Menurutnya, kehadiran lebih dari satu bursa membuat pasar tidak punya acuan yang jelas, sehingga harga mudah dimanipulasi. Masalah kian pelik ketika penyelenggara bursa juga berperan sebagai pembeli atau pengguna CPO.
"Kalau penyelenggara bursa juga pemain, tentu dia akan menekan harga serendah mungkin supaya bisa membeli murah. Ini jelas merusak pasar," tegas Gulat.
Tak hanya itu, Gulat juga menyoroti sistem tender yang selama ini diterapkan. Menurutnya, tender pembelian CPO masih bersifat terbatas dan tidak terbuka, sehingga mekanisme pasar tidak bekerja secara optimal.
"Ketiga faktor ini, bursa lebih dari satu, penyelenggara yang ikut bermain, dan sistem tender terbatas, adalah penyebab utama penurunan harga CPO saat ini," lanjutnya.
Gulat mengaku sudah menyampaikan permasalahan ini kepada Kementerian Perdagangan dan kementerian terkait. Ia mendesak agar pemerintah konsisten hanya mengakui satu bursa resmi, yaitu Bursa CPO Indonesia yang diselenggarakan oleh ICDX (Indonesia Commodity and Derivatives Exchange).
"Sayangnya, di akhir masa jabatan presiden kemarin, malah keluar izin baru untuk bursa CPO lain. Akibatnya ya seperti sekarang, harga tidak karuan," ujar Gulat.
Dia juga mengungkapkan bahwa kondisi ini berpengaruh terhadap para petani sawit. "Jelas berpengaruh. Harga CPO itu kiblat dari harga TBS petani. Kalau harga CPO turun, ambruk lah harga TBS petani," ujarnya.
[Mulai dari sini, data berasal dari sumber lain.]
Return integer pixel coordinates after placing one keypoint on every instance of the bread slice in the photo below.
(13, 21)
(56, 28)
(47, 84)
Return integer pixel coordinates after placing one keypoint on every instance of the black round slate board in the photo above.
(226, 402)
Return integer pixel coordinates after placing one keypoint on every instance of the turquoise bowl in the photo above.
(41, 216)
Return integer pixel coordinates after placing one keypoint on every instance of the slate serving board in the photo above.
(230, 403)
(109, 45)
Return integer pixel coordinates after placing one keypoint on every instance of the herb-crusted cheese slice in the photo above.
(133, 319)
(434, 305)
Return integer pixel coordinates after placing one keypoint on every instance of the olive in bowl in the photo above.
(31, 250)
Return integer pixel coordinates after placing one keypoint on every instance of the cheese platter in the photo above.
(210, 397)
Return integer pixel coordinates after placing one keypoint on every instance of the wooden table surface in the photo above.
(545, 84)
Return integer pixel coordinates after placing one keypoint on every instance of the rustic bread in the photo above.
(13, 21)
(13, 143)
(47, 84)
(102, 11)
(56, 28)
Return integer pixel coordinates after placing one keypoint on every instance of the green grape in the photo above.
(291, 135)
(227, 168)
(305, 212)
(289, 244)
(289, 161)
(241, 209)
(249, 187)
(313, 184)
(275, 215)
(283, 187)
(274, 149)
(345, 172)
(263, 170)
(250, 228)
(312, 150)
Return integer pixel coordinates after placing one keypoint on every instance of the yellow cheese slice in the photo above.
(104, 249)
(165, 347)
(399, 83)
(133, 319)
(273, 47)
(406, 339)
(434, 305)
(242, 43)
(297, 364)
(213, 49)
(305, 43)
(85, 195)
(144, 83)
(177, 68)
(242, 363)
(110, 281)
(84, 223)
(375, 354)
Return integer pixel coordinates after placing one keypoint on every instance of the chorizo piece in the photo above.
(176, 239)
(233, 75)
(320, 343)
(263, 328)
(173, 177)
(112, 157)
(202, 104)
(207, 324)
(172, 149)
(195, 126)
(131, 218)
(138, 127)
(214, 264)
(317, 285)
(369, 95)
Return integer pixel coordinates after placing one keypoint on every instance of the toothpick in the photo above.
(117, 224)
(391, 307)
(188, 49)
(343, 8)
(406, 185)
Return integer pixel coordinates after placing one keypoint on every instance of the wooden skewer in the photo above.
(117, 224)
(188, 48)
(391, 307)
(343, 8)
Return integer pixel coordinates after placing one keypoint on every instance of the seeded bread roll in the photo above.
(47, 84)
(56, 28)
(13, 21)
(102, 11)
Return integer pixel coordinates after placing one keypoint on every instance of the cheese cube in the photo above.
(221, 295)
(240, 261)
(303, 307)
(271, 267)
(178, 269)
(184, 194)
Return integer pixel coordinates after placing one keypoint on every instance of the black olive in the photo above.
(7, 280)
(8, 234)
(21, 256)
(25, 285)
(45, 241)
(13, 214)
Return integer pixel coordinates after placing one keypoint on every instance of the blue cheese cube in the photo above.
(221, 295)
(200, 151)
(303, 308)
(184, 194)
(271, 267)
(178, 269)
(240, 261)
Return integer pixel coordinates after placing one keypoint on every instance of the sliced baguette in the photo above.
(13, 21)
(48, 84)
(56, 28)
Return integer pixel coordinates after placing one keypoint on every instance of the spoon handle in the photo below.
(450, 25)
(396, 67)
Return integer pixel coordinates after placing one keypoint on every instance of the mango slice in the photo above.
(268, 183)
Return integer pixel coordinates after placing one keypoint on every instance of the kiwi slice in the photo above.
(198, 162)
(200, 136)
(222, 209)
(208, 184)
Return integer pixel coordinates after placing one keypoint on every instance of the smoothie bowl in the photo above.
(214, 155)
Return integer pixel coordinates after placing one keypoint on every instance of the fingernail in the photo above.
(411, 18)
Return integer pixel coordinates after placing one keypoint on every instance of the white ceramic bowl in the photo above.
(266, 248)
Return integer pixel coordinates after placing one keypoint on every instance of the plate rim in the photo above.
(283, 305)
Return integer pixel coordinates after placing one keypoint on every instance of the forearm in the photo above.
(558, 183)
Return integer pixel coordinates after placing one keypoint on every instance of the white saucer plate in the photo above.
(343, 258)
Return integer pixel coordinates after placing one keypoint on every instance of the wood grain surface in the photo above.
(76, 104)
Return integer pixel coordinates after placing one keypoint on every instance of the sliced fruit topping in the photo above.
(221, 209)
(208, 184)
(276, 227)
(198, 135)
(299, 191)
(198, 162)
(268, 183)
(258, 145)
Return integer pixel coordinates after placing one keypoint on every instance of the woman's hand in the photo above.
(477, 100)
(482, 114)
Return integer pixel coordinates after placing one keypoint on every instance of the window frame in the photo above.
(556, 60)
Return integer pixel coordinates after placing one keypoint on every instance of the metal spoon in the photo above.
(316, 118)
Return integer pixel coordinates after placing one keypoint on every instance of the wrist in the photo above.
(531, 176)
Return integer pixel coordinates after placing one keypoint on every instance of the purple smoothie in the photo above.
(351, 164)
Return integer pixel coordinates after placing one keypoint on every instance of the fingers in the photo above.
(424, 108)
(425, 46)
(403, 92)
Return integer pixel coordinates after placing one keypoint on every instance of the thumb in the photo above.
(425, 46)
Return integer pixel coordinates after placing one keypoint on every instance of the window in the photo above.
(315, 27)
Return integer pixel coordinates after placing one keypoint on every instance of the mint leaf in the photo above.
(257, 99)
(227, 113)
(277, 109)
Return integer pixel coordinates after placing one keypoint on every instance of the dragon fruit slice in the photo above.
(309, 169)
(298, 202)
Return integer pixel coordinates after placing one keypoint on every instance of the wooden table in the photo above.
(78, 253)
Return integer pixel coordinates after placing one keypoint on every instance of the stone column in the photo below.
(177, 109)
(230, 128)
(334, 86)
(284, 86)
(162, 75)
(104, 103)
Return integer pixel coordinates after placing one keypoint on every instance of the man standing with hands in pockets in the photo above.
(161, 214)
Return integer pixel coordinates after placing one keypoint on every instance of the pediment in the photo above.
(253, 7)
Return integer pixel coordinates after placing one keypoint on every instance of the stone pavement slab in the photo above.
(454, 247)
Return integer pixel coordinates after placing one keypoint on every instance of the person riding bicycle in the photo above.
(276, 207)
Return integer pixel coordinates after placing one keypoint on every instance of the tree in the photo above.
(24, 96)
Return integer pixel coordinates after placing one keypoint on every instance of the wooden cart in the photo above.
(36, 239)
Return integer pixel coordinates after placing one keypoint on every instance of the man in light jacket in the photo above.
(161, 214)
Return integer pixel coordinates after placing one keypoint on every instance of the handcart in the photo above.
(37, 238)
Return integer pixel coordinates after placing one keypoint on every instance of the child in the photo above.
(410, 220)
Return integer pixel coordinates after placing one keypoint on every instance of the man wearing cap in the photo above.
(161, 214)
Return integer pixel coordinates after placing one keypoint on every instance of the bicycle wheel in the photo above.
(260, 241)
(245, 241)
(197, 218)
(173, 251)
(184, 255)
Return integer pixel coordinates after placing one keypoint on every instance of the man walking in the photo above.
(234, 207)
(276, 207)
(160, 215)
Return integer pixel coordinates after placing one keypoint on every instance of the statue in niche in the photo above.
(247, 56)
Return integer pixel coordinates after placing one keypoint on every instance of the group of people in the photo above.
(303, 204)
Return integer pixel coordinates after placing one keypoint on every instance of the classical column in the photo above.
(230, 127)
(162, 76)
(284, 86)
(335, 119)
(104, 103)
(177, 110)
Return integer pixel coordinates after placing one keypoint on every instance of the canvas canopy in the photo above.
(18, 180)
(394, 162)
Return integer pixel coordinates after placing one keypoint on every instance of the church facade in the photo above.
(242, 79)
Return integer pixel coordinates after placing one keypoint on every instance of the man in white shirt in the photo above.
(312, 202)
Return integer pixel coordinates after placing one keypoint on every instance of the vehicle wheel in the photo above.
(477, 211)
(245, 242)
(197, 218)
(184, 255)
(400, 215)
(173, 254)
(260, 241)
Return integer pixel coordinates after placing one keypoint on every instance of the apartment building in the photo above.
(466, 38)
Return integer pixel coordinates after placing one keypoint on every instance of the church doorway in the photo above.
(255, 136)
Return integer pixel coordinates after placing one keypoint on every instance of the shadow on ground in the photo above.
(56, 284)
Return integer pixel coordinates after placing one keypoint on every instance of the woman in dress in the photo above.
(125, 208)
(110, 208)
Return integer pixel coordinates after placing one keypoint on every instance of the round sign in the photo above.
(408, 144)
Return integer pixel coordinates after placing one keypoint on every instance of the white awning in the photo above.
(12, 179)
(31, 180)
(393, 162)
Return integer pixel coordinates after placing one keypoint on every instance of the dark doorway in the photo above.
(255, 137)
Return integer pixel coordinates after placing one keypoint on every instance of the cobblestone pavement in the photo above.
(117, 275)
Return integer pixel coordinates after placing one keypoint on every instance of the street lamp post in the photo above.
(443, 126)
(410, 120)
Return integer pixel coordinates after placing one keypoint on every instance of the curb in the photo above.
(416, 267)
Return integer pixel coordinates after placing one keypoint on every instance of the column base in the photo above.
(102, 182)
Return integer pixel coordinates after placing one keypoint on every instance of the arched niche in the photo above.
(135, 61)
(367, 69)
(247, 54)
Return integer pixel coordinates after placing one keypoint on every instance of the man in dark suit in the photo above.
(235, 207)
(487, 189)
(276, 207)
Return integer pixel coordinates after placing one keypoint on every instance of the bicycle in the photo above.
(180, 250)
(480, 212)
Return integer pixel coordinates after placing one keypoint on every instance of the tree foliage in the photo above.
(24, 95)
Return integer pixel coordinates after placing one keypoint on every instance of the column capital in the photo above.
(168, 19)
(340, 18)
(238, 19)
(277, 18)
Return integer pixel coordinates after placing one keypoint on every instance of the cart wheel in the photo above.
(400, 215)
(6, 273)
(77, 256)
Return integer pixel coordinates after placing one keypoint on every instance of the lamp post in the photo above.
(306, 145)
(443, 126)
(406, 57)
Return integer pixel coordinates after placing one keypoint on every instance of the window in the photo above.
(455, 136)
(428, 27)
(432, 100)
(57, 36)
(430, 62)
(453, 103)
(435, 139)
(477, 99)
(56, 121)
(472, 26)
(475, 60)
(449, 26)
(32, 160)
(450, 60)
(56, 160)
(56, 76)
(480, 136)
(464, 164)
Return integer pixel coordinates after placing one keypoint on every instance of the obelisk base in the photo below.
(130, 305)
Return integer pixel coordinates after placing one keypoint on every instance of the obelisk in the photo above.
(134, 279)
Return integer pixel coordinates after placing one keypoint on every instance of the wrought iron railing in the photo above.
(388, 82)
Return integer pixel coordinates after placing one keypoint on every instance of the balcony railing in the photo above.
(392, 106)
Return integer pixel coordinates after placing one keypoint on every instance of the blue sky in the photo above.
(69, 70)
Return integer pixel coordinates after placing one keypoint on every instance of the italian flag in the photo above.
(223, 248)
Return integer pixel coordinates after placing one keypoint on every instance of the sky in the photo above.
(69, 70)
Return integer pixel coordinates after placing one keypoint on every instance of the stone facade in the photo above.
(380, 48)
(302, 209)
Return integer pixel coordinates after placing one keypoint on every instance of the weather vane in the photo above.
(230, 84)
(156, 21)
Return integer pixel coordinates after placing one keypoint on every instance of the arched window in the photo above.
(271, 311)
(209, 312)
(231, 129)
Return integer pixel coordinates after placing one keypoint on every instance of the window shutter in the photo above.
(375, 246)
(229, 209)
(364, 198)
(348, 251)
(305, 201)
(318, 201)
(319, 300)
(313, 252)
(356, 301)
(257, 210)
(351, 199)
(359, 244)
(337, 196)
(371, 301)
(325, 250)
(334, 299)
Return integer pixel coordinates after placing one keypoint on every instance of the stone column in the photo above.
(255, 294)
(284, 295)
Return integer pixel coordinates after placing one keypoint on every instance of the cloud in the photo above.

Oleh sebab itu, dia berharap pemerintah menjadikan Bursa CPO Indonesia yang dikelola oleh ICDX sebagai satu-satunya rujukan harga CPO. Sehingga petani juga mendapatkan kepastian harga yang adil.
"Hanya Bursa CPO Indonesia yang penyelenggaranya buka pemain atau pengguna CPO, tapi hanya penyelenggara saja. Melalui Bursa CPO Indonesia juga, cara kita mempatenkan kepada dunia bahwa kita punya konsep yang sangat penting menjaga stabilitas harga dari hulu sampai ke hilir," tutupnya.